## required packages/modules
import matplotlib.pyplot as plt
import matplotlib.patches as patches
from matplotlib.path import Path
from matplotlib import rcParams

## default fontstyle
rcParams["font.family"] = "Ubuntu"

def get_patch(verts):
    codes = [Path.MOVETO] + [Path.CURVE4] * (len(verts) - 1)
    path = Path(verts, codes)
    patch = patches.PathPatch(path, facecolor='none', lw=1.5, edgecolor="#F2F2F2", alpha=0.7)
    
    return patch

## create subplot
fig, ax = plt.subplots(facecolor="#121212", figsize=(12,8))
ax.set_facecolor("#121212")


## props for text
props = dict(facecolor="none", edgecolor="#D3D3D3", boxstyle="round,pad=0.6", zorder=3)

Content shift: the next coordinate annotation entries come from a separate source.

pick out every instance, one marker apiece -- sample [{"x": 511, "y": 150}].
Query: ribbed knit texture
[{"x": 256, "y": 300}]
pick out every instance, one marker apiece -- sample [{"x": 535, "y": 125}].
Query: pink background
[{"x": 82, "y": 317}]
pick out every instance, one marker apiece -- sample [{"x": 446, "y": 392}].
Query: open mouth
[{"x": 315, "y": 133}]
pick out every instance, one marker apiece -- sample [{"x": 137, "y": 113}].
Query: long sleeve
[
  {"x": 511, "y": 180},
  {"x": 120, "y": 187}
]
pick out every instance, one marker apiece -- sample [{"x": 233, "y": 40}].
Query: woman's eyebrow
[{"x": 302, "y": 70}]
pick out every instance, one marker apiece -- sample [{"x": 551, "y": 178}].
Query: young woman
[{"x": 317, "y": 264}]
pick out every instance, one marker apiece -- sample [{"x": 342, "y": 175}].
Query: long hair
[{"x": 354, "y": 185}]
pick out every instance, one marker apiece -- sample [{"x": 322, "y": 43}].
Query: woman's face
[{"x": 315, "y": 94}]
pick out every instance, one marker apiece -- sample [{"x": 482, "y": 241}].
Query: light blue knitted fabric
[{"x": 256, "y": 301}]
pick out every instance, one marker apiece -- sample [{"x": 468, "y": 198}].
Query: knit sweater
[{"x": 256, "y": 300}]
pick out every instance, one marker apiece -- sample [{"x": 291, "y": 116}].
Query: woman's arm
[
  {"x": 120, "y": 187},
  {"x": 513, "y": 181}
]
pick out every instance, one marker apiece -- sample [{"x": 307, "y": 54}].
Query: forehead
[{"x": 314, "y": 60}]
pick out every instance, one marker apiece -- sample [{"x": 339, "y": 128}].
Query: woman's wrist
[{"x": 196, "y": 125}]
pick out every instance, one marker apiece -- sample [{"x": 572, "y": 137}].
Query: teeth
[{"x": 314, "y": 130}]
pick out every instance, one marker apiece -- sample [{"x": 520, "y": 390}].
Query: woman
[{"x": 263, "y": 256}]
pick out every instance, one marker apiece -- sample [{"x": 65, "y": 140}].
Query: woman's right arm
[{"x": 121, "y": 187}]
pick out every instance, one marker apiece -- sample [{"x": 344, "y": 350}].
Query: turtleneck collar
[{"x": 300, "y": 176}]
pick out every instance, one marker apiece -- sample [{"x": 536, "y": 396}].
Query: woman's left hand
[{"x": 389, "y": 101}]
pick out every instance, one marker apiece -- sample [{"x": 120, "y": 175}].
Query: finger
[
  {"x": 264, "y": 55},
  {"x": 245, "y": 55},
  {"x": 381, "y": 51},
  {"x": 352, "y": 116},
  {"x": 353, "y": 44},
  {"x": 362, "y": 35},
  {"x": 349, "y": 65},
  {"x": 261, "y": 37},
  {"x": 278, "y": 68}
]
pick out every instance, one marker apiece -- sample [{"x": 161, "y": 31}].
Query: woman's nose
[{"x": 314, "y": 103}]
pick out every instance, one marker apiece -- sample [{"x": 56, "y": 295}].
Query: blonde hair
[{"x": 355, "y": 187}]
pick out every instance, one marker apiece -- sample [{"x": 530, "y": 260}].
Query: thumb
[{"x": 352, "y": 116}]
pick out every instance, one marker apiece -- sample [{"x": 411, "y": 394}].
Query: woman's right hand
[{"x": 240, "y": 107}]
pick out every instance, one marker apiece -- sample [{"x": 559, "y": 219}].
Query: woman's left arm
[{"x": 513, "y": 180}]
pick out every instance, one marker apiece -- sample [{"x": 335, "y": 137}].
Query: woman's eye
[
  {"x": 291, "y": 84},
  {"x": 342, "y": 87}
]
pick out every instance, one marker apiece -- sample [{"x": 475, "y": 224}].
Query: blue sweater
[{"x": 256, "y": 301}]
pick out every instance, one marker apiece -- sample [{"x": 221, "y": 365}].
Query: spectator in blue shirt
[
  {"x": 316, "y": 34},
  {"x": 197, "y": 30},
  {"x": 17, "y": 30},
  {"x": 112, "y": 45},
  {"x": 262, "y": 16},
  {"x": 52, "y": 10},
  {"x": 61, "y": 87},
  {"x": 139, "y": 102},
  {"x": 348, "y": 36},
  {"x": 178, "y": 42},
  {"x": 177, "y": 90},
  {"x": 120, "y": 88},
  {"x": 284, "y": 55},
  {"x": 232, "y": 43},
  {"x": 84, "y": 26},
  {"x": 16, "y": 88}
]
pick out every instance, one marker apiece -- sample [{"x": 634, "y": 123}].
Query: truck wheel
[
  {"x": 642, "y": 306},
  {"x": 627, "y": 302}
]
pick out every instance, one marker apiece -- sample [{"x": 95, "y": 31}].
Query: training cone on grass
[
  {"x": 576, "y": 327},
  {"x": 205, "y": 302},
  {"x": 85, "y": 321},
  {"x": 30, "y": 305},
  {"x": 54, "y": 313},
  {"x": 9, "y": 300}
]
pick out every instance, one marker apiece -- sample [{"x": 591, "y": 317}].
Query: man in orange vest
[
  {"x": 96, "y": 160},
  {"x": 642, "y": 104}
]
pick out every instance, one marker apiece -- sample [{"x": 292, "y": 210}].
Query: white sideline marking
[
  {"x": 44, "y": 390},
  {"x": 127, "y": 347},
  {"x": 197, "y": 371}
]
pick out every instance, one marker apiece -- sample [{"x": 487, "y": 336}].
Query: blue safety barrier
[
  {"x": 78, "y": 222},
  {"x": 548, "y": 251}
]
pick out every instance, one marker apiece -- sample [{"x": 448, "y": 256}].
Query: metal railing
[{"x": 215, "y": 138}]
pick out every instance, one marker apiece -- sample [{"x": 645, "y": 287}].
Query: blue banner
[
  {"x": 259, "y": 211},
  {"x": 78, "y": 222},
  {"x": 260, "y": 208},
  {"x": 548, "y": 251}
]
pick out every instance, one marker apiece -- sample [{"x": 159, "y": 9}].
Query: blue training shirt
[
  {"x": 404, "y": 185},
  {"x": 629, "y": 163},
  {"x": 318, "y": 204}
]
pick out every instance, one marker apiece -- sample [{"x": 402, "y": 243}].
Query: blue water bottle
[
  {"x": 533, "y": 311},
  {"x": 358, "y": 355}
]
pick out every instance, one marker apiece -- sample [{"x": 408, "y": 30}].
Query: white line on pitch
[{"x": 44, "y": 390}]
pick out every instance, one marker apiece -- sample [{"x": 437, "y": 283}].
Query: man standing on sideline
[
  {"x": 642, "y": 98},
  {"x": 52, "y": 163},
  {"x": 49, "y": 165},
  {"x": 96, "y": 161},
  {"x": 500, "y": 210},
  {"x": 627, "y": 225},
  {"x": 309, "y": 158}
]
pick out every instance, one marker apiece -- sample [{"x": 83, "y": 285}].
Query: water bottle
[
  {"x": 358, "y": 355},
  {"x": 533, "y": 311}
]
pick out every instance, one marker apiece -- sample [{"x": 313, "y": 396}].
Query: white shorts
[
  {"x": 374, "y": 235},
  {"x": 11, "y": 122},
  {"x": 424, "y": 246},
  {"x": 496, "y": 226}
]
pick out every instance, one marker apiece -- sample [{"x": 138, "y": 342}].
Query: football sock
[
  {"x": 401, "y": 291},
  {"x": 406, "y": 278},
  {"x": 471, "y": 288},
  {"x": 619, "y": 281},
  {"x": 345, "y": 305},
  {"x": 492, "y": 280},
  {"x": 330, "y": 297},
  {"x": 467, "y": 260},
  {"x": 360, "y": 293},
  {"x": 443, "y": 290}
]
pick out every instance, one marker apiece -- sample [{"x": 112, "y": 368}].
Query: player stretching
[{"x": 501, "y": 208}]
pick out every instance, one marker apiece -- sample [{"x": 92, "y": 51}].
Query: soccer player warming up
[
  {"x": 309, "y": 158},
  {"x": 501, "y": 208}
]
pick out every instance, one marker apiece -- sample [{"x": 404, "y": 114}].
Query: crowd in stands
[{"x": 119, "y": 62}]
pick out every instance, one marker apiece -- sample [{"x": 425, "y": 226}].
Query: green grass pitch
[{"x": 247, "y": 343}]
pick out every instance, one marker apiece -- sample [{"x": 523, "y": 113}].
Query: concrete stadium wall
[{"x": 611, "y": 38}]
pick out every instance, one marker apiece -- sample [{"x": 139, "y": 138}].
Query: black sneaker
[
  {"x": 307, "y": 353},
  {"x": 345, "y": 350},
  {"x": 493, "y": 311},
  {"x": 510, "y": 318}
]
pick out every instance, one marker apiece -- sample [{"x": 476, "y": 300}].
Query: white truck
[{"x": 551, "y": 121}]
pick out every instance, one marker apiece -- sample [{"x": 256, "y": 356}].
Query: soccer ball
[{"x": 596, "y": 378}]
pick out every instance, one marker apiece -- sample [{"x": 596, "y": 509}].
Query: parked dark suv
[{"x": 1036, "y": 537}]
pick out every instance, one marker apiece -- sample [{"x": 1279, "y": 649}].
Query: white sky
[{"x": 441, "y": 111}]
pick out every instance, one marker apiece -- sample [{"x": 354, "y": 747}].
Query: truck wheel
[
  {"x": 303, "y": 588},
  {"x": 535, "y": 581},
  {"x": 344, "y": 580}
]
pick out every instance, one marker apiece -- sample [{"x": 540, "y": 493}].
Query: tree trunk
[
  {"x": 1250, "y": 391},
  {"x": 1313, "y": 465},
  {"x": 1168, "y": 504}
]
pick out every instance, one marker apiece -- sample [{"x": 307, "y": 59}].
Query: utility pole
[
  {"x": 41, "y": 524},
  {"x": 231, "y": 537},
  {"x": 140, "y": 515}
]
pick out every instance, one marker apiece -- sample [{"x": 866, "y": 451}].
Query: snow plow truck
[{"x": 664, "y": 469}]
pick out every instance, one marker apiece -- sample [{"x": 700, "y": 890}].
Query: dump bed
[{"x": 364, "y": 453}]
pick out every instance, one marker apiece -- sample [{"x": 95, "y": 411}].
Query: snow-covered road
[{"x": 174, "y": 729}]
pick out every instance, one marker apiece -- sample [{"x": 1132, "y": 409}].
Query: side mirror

## coordinates to plot line
line_coords = [
    [(5, 9.5), (5, 8.5), (4.5, 8.5), (1, 8)],      ## line 01
    [(5, 9.5), (5, 8.5), (5.5, 8.5), (9, 8)],      ## line 02
    
    [(1, 6.5), (1, 5.9), (0.5, 5.9), (-1, 5.4)],   ## line 03
    [(1, 6.5), (1, 5.9), (1.5, 5.9), (3, 5.4)],    ## line 04
    
    [(9, 6.5), (9, 5.9), (8.5, 5.9), (7, 5.4)],    ## line 05
    [(9, 6.5), (9, 5.9), (9.5, 5.9), (11, 5.4)],   ## line 06
    
    [(11, 4.4), (11, 3.8), (10.5, 3.8), (9, 3.3)],  ## line 07
    [(11, 4.4), (11, 3.8), (11.5, 3.8), (13, 3.3)],  ## line 08
]

## add lines
for verts in line_coords:
    ax.add_patch(get_patch(verts))

## text coordinates
text_coord = [
    (5, 10.1), 
    (1, 7.23), (9, 7.23),
    (-1, 4.9), (3, 4.9), (7, 4.9), (11, 4.9),
    (9, 2.85), (13, 2.85)
]

## text label and size
text_label = [
    ("Data", 18), ("Qualitative\nData", 16.5), ("Quantitative\nData", 16.5),
    ("Nominal", 14.5), ("Ordinal", 14.5), ("Discrete", 14.5), ("Continuous", 14.5),
    ("Interval", 13.5), ("Ratio", 13.5)
    
]

## add text
for i in range(len(text_coord)):
    text = ax.text(
        text_coord[i][0], text_coord[i][1], text_label[i][0], color="#F2F2F2", size=text_label[i][1],
        bbox=dict(facecolor="none", edgecolor="#D3D3D3", boxstyle="round,pad=1"), zorder=2,
        ha="center", va="center"
    )

## credit
ax.text(
    13.7, 1.7, "graphic: @slothfulwave612", fontstyle="italic", 
    color="#F2F2F2", size=10, ha="right", va="center", alpha=0.8
)
    
## set axis
ax.set(xlim=(-2.25,13.75), ylim=(1.5,11))

## tidy axis
ax.axis("off")

plt.show()

Levels of Measurement

Defining The Term

  • The levels of measurement or scales of measurement is about how each variable is measured and how precise each variable is.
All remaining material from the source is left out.